Tuesday, January 25, 2011

There Oughtta be a Law

And there is. Cities and counties all over the United States are beginning to require surface water management and the use of effective subsoil groundwater dispersion in order to return water to the subsoil to keep trees healthy and to replenish local aquifers, the supply for wellwater. The means and methods of doing this vary, depending upon the soil type and the substructure of the geography beneath the surface. A growing freshwater shortage due partly to wasteful practices established in the last century, as well as groundwater pollution, has not been able to keep up with urban and agricultural demand for water. This is true throughout the global community, where a shortage of freshwater is occurring worldwide.
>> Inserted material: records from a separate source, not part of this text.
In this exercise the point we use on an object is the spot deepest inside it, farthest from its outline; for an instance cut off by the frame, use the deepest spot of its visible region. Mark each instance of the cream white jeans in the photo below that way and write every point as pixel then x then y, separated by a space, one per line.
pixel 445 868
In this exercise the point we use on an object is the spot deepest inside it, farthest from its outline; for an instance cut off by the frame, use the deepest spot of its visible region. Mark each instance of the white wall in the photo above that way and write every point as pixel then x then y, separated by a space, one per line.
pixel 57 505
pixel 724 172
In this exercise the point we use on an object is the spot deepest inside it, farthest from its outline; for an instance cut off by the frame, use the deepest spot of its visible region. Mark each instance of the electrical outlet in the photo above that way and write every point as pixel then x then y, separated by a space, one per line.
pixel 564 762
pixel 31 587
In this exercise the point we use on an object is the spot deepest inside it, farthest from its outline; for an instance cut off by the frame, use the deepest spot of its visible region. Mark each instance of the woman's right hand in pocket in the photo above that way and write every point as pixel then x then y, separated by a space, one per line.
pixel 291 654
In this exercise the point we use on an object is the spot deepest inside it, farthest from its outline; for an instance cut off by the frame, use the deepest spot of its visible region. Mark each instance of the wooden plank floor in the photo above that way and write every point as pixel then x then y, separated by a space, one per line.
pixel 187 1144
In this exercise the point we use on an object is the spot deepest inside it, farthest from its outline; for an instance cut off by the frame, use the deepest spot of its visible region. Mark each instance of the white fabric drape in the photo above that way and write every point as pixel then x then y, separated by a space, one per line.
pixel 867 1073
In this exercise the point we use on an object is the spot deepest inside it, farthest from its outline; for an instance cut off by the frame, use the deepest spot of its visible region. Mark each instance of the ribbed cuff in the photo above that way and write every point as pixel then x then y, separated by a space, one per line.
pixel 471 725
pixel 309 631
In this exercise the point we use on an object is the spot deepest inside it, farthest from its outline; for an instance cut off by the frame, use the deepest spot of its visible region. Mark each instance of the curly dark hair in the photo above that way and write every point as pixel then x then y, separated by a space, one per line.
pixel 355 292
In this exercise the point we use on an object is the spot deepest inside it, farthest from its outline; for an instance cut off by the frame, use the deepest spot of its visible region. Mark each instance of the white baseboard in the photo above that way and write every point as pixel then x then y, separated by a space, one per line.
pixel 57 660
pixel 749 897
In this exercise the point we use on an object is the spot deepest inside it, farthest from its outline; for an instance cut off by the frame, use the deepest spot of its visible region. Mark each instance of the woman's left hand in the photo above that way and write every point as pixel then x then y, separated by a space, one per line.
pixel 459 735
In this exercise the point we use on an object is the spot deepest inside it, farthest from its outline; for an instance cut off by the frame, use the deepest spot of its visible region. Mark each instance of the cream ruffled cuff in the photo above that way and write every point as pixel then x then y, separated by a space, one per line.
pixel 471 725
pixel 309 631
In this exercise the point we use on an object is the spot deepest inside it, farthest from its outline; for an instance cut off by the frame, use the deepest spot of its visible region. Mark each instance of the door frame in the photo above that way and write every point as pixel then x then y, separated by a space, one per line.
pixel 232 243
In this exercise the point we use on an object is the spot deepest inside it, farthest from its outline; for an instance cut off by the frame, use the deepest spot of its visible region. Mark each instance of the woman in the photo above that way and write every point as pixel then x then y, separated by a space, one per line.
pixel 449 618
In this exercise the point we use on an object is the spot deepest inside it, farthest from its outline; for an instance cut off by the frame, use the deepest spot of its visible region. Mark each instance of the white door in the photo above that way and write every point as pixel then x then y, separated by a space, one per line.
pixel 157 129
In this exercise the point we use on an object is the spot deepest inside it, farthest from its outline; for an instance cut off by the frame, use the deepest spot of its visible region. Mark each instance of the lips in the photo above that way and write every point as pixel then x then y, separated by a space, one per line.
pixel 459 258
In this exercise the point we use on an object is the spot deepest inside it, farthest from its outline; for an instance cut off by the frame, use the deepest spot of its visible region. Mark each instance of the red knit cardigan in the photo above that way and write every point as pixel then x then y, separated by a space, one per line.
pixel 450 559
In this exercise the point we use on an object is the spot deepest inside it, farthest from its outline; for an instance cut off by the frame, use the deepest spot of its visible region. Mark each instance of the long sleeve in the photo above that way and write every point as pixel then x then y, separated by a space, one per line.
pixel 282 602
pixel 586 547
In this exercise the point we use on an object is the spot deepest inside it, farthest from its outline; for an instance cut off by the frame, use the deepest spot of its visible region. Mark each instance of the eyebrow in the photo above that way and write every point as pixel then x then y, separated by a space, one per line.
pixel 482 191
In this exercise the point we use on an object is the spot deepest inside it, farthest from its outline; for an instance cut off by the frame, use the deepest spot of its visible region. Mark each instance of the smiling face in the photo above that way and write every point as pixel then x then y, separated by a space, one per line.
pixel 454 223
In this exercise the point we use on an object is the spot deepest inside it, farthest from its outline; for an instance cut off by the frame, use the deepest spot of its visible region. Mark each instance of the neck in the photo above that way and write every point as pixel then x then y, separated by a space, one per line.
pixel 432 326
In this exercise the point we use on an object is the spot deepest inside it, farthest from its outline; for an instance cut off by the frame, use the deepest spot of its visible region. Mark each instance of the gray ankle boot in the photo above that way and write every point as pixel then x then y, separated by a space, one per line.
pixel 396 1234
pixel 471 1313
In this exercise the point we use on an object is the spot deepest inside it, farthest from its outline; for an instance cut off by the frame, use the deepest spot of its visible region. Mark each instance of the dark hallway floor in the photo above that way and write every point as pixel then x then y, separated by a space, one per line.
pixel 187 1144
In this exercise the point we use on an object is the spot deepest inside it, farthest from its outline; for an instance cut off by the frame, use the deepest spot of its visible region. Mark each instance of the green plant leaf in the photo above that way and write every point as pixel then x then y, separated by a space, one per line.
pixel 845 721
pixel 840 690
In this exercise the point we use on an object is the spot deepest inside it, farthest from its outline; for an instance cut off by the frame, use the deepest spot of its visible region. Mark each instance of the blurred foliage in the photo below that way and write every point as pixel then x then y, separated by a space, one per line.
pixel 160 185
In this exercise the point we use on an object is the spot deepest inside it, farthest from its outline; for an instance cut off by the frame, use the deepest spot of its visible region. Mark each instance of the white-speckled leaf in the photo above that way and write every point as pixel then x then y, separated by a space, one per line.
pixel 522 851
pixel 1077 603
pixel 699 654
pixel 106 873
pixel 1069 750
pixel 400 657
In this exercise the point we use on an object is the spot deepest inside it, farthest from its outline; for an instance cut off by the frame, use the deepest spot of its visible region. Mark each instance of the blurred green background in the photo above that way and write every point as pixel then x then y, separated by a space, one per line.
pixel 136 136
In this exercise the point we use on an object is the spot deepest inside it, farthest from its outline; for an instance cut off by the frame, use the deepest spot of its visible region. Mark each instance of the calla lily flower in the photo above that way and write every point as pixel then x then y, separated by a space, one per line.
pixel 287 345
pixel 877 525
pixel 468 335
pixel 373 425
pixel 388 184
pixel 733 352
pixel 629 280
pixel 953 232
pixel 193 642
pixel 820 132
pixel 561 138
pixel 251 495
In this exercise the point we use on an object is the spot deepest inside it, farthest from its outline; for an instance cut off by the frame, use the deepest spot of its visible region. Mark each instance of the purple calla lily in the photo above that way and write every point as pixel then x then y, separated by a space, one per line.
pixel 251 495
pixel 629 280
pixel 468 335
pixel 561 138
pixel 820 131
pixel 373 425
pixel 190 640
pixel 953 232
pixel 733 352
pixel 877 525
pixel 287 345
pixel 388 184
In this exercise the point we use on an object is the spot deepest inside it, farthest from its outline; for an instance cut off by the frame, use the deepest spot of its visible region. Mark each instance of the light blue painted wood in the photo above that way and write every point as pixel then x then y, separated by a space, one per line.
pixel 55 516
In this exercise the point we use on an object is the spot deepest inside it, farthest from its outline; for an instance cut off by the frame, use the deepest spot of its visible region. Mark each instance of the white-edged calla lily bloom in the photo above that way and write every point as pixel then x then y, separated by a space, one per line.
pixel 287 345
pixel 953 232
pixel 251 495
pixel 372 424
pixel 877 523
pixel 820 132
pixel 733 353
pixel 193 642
It basically amounts to UNpaving in urban areas, and integrating the watersheds into a more natural gradient that functions as a system of drainage and absorption. This means that minor rivers and creeks are as critical to the function of the ecosystem as the big, wild rivers are (the few that are left, at any rate). The entire watershed acts as a system, and paving it over and confining it to concrete channels destroys the ability of the watershed to support the demands of human habitation as well as the normal requirements for wildlife and riparian habitats.

Using this as a basic approach to the repair of watersheds and natural systems in urban and rural areas, it's possible to include restoration of these land features as part of urban and rural re-building and repair of systems as they age. In conjunction with the preservation of wild lands and natural habitat, it's possible to co-exist within the natural range of ecosystems and their ability to provide resources by completing the water cycle.

Methods now being required by local jurisdictions include new codes for water management onsite, along with many products and systems being produced to meet the demands of these codes. The City of Los Angeles, for example, has introduced new regulations for onsite water management, and the County of Los Angeles has required "Best Management Practices" now for several years, all geared towards conserving onsite water before it becomes polluted and full of trash.

Another method that should become required for all new construction is that all paving should be permeable concrete, decomposed granite or gravel, so that large urban areas become a "sponge" for normal rain runoff. The extreme events that happen every few years are already handled by an overdesigned storm drain system that manages to transport pollution and trash to the beaches and shoreline on a regular basis. This would make an excellent State mandate that doesn't increase construction costs and relieves the water impact on the storm drain system because it's absorbed into local subsurface structures.